RESTWS-382 Access-Control-Allow-Origin in response headers is in the to-do list of my GSoC project. However as the use case is not well understood there, the issue is kind of in halt. So I thought it’s worth a discussion.
Say domain-a.com trying to call the OpenMRS api on domain-b.com. However the request will be blocked because of the same-origin policy followed by all modern browsers. Since CORS is not setup, no requests originating outside of domain-b (or port) will be permitted access.
In our case if domain-b (rest service) is willing to accept a request from domain-a, api service may response with the header:
Access-Control-Allow-Origin: domain-a.com
which tells the browser to allow cross origin requests from domian-a.

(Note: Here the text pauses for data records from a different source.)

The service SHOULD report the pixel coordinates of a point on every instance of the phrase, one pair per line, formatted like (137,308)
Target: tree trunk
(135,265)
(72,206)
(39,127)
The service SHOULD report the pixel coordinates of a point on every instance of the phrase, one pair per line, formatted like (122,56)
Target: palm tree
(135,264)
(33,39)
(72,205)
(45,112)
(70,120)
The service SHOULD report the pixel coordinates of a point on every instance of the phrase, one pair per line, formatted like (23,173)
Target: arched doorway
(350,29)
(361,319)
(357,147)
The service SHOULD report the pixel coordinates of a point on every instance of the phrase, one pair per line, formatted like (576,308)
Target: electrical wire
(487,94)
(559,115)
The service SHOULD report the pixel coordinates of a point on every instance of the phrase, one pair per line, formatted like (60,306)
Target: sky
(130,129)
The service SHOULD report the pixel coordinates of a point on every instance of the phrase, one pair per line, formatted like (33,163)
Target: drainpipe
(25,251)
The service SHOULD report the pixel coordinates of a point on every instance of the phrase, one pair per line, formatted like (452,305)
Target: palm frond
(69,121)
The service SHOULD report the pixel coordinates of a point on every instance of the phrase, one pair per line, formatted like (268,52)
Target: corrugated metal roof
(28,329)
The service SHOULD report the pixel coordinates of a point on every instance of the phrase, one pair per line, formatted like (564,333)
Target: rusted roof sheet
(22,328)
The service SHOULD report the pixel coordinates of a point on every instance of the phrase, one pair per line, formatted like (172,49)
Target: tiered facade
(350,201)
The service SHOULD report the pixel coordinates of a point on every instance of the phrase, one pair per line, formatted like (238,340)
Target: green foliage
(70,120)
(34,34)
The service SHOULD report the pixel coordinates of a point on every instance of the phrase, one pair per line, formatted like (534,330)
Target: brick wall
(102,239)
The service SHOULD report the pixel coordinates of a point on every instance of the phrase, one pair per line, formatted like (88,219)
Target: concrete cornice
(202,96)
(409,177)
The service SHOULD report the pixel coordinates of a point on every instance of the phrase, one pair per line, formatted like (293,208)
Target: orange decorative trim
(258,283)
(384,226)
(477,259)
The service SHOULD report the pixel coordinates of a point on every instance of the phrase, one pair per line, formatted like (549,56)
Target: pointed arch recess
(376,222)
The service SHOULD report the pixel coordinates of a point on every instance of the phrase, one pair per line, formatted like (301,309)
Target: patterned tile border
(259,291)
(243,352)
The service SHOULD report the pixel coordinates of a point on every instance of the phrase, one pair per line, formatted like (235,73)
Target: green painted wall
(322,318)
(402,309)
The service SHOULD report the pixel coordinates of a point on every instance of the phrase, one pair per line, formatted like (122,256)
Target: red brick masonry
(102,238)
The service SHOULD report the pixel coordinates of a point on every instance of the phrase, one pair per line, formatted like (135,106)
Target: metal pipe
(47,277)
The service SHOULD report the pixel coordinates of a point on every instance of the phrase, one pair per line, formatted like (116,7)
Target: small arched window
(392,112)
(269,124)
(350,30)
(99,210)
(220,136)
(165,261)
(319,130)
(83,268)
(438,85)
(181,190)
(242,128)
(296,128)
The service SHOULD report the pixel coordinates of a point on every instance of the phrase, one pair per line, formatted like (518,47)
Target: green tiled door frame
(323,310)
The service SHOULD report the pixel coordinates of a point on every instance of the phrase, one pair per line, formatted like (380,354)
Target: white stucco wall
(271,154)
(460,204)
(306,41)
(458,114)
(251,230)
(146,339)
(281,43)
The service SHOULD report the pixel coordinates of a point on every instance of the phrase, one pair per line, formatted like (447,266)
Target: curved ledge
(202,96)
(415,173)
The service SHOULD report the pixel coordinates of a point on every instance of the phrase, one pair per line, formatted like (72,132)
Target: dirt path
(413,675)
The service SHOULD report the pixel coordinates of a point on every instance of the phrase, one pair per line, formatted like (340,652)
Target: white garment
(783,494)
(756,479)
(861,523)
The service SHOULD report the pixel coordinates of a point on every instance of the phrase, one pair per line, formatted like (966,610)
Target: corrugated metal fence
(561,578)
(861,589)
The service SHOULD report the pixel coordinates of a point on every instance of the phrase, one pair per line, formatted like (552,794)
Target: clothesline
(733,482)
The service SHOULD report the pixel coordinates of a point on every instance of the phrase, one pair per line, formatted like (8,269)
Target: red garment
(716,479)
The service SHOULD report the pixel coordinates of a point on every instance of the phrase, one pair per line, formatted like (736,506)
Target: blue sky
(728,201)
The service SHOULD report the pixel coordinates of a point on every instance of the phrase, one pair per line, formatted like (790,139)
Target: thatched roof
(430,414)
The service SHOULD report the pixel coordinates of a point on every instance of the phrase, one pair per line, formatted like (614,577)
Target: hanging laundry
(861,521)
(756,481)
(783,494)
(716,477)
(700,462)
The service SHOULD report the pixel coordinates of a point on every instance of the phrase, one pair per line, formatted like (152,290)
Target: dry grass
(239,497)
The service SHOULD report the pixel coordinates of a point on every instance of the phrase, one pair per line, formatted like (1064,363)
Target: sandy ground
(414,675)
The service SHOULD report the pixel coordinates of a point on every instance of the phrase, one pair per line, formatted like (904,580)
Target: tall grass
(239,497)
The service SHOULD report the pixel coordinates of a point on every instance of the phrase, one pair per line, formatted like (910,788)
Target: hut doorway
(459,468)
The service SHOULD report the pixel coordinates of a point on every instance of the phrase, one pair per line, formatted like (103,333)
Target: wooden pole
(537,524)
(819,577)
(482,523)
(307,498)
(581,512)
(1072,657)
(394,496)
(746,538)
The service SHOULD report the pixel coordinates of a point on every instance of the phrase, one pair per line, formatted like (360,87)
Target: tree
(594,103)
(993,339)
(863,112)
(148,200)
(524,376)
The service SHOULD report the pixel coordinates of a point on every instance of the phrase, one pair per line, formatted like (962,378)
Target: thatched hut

So IMO this is an essential feature to be added to the rest module. Though further explanation won’t be necessary, here are some sample requests to OpenMRS api and to an API that supports CORS (httpbin.org).
$ curl --verbose -H "Origin: http://example.com" http://localhost:8081/openmrs-standalone/ws/rest/v1/session
> GET /openmrs-standalone/ws/rest/v1/session HTTP/1.1
> Origin: http://example.com
< HTTP/1.1 200 OK
< Set-Cookie: JSESSIONID=426827D5C10EC3E4C5B2EE4EDBD4679A; Path=/openmrs-standalone/; HttpOnly
$ curl --verbose https://httpbin.org/get
> User-Agent: curl/7.38.0
> Host: httpbin.org
< HTTP/1.1 200 OK
< Access-Control-Allow-Origin: *
< Access-Control-Allow-Credentials: true
Workaround is to add a CORS_Filter to Tomcat (suggested by @pascal). But this will permit universal access from all origins and is platform specific.
So the solution I believe is to add configuration option which let users specify list of allowed domains, similar to “.allowedips”. Then it would be a matter of adding “Access-Control-Allow-Origin” to response headers after doing a simple verification on the API backend.
I see this approach is being followed by many major API services (Atlasian, Amazon).